Document Type : Research Paper

Authors

1 Ph.D. Candidate in Economics, Department of Economics, Ferdowsi University of Mashhad, Mashhad, Iran

2 M.A student in Economics, Department of Economics, Ferdowsi University of Mashhad, Mashhad, Iran

3 Associate Professor, Department of Economics, Ferdowsi University of Mashhad, Mashhad, Iran

Abstract

The current study has studied the threshold effects of energy consumption structure and GDP per capita variables on carbon emissions from 2002 to 2019 for 37 selected countries (with middle to high-income levels) using the non-linear approach of Panel Smooth Transition Regression Models. For this purpose, two separate models have been estimated by considering energy consumption structure transfer and GDP per capita variables.

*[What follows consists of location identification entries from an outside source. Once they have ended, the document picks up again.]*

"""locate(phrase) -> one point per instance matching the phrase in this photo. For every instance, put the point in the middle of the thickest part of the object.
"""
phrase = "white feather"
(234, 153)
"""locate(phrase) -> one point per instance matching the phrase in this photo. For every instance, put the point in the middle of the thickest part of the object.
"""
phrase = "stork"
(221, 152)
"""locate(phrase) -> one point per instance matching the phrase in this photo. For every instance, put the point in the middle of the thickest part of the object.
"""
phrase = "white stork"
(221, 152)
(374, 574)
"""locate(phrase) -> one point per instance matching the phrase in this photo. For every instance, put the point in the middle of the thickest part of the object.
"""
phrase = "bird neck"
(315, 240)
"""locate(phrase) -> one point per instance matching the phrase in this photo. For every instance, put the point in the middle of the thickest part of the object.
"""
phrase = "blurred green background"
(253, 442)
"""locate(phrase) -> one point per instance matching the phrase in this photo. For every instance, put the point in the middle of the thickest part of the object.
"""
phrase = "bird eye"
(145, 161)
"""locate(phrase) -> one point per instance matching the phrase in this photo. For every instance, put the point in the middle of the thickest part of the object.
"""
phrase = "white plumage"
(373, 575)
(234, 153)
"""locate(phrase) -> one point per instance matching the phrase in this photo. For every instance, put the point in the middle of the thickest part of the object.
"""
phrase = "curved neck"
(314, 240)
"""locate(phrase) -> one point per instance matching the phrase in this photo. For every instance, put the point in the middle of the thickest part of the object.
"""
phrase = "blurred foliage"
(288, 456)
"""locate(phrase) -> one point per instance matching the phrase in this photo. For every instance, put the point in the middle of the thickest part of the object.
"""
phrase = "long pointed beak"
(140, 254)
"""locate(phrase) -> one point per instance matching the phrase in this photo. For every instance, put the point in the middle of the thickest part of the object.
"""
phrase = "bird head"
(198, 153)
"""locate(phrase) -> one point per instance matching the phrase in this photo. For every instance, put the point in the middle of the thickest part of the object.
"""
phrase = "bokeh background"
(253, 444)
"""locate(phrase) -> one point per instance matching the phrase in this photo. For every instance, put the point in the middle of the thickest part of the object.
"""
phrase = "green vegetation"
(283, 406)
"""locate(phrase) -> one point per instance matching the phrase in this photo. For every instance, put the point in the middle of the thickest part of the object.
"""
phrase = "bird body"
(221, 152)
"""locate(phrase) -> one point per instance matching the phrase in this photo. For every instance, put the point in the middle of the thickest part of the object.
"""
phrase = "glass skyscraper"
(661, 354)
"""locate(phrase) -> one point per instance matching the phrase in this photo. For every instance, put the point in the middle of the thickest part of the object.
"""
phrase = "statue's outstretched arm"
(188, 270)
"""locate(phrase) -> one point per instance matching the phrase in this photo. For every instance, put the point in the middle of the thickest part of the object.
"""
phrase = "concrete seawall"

The results indicate a non-linear relationship between the studied variables in both models. The estimation results of both models show that GDP per capita (in the threshold state of energy consumption structure) and energy consumption structure (in the threshold state of GDP per capita) positively affect carbon emissions. Also, urbanization and trade openness have a positive effect on carbon emissions in both models. Thus, the results show that increasing efficiency in energy consumption and GDP per capita structure can significantly reduce carbon emissions. These findings point to the importance of optimizing energy policies and the crucial role of changes in the economic structure in managing greenhouse gas emissions.